CPU:      Intel Core 2 Duo E8400 (planning to OC to 3.6)
GPU       Diamond Viper HD 3870 x2 (im not planning to OC this one)
Memory: OCZ Platinum XTC PC2-6400 4GB 2X2GB DDR2-800 CL5-4-4-15
MOBO: 	ASUS Striker II Formula 
PSU:      Corsair TX650W 650W
CASE:    Cooler Master Cosmos  

Will be posting pictures as soon as i get all the parts shipped, (still waiting on GPU, PSU and Case)

BTW, is there a thread here with 3DMark scores for all here, for the life of me i cant find it???


----------



## choppy (Feb 11, 2008)

thats a kick ass rig

have you thought of going quad core?


----------



## Hawk1 (Feb 11, 2008)

3dmark06 is a sticky in general hardware (not sure how often its been updated), and here's the 3850/3870 3dmark thread (with 1 x2 in there).
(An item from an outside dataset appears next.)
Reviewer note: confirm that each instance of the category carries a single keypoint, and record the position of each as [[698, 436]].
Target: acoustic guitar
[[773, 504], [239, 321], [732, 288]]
That rig should have no trouble at 19x12 with the current games (crysis excepted).


----------



## CY:G (Feb 11, 2008)

choppy: 
Hehe, thanks, cant wait to get all the parts...

About Quad Core, i thought about it but checking benchmarks i realized that first, the dual core is more OCable and second, i don't really use a lot of software that takes advantage of 4 cores, and running at stock speeds the e8400 beats the q6600 on most tests...

Do you think there is any advantage to going Quad Core for a gamer?

Hawk1:

Thanks, thats exactly what i was looking for


----------



## WhiteLotus (Feb 11, 2008)

what monitors are they?


----------



## CY:G (Feb 11, 2008)

2* Dell FPW2405


----------



## Hawk1 (Feb 11, 2008)

CY:G said:


> 2* Dell FPW2405



Very nice. The bases fooled me, I didn't think they were dell's (I just got the 2407HC and the base is totally different).


----------



## choppy (Feb 11, 2008)

CY:G said:


> Do you think there is any advantage to going Quad Core for a gamer?



well ppl will tell you that there is not much software out there to make use of 4 cores, but the way i see it software and especially games will start to take advantage of more available cores, for eg. is it called alan wake? its meant to be recommended with quad core isnt it?

also the implementation of physics will benefit from quad too as long as its made to take advantage.

how long before quads are recommended with games is anyones guess but thats the way things are going.my 10pence worth!

as long as you have considered all routes, that is again, one fiiine rig


----------



## ShadowFold (Feb 11, 2008)

Get the E8400, nice rig tho should handle everything at 1920x1200


----------



## mon0x1d3 (Mar 9, 2008)

Nice screens, jealous.


----------



## vega22 (Mar 9, 2008)

the 3dmark06 thread is in the gen software section m8, should see about 20k from that


----------